The Commission's report, entitled Re-Thinking Missions: A Laymen's Inquiry After One Hundred Years (1932) and known as the "Hocking report," reflected changing ideas about the role of western missionaries in other cultures, and generated fierce debate. Commission members traveled to Asian cities to meet missionaries and local people. While in China, Hocking consulted with Pearl S. Buck, who was developing a similar critique of missions and who later threw her support behind the Commission's report. The Commission recommended a greater emphasis on education and welfare, transfer of power to local groups, less reliance on evangelizing, with respectful appreciation for local religions. A recommended related goal was the transition of local leadership and institutions. The Commission also recommended reorganization in the US to coordinate and focus missionary efforts by creating a single organization for Protestant missions.

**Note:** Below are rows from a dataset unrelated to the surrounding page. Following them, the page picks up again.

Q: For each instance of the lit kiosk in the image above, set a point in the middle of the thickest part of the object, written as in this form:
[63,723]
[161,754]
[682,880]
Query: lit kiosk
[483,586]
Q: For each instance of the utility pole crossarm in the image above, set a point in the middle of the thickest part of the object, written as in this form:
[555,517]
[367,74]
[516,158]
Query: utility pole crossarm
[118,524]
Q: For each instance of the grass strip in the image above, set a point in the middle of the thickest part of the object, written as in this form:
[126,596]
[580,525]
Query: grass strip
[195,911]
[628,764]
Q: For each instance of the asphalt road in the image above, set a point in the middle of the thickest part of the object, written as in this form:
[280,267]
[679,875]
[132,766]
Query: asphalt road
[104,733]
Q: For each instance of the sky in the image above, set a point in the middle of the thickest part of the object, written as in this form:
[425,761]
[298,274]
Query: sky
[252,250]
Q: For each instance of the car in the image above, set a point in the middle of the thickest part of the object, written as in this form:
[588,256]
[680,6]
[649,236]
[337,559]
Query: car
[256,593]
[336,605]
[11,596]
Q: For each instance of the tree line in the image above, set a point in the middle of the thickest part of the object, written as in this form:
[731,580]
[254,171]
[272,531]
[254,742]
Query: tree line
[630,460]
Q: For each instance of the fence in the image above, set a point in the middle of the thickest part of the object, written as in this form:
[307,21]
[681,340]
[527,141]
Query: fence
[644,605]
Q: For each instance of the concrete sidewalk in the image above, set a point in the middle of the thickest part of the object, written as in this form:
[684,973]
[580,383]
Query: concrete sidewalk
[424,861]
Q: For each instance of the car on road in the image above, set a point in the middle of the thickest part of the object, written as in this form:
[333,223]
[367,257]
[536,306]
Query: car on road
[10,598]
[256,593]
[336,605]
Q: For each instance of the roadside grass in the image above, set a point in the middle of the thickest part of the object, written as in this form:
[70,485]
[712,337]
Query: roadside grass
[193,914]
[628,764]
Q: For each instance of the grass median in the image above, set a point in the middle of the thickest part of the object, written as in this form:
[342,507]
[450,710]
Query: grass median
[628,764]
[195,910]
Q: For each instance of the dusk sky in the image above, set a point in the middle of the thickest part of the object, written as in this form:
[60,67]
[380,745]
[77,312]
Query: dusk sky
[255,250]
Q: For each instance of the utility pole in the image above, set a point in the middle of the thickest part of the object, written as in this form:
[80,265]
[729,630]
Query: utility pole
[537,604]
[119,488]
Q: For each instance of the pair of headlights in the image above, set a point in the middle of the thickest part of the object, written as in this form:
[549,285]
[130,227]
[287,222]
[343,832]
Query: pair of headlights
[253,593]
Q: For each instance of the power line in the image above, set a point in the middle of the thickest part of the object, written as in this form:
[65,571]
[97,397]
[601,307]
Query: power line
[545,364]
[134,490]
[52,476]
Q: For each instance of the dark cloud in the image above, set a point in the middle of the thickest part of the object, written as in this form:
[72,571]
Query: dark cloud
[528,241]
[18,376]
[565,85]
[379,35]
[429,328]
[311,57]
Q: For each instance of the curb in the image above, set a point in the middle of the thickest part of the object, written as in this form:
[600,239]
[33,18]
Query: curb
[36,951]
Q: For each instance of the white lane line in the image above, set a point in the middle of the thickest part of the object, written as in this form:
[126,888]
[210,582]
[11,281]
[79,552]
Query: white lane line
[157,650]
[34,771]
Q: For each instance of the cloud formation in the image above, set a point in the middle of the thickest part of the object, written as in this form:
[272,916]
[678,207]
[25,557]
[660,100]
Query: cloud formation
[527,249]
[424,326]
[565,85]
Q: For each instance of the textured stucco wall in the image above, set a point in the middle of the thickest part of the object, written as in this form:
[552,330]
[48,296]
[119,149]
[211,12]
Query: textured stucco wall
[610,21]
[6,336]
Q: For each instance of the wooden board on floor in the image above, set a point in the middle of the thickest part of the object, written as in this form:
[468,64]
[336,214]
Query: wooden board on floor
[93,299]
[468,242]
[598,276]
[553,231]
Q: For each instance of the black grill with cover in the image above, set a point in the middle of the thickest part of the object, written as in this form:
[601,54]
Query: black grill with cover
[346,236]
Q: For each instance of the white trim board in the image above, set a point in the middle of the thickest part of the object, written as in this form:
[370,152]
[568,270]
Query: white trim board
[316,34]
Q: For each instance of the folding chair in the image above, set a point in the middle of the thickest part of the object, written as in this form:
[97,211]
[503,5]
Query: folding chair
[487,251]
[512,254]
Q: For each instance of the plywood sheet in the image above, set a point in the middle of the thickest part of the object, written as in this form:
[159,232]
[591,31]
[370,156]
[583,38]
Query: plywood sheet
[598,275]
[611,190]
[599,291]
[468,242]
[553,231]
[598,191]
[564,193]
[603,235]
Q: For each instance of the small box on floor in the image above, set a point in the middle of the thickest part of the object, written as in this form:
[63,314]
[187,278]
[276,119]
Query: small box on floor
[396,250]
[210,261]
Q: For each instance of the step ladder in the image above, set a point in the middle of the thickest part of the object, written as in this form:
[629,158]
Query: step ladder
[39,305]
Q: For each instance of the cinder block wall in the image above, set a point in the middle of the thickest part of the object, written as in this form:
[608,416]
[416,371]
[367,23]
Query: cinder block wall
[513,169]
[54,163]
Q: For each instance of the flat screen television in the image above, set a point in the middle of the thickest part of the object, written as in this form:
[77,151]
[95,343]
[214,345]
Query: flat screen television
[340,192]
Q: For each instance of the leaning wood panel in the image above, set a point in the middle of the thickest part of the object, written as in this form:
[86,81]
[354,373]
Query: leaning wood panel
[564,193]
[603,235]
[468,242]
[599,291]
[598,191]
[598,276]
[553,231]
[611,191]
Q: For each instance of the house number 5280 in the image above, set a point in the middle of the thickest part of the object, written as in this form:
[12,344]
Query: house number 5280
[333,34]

Influenced by his visit to China, Hocking published a characteristically open minded study of the twelfth-century Chinese philosopher Zhu Xi. He argued that Zhu Xi's thought was “scientific,” which not all European philosophers could claim, and therefore had something to teach westerners about democracy.

In 1936, Hocking was invited to give the Hibbert Lectures at Oxford and Cambridge universities in England. These reflected his thinking about the relation of Christianity to other world religions, as he had begun to support a universal religion. According to a review in TIME of the book containing his lectures, Hocking thought the important elements were

"a belief in obligation, in a source of things which is good, in some kind of permanence for what is real in selfhood, and in the human aspect of deity." He pins his hope more on the common people throughout the world than on the theologians, finds in them a "universal sense of the presence of God, and the intuition of the direction in which the will of God lies."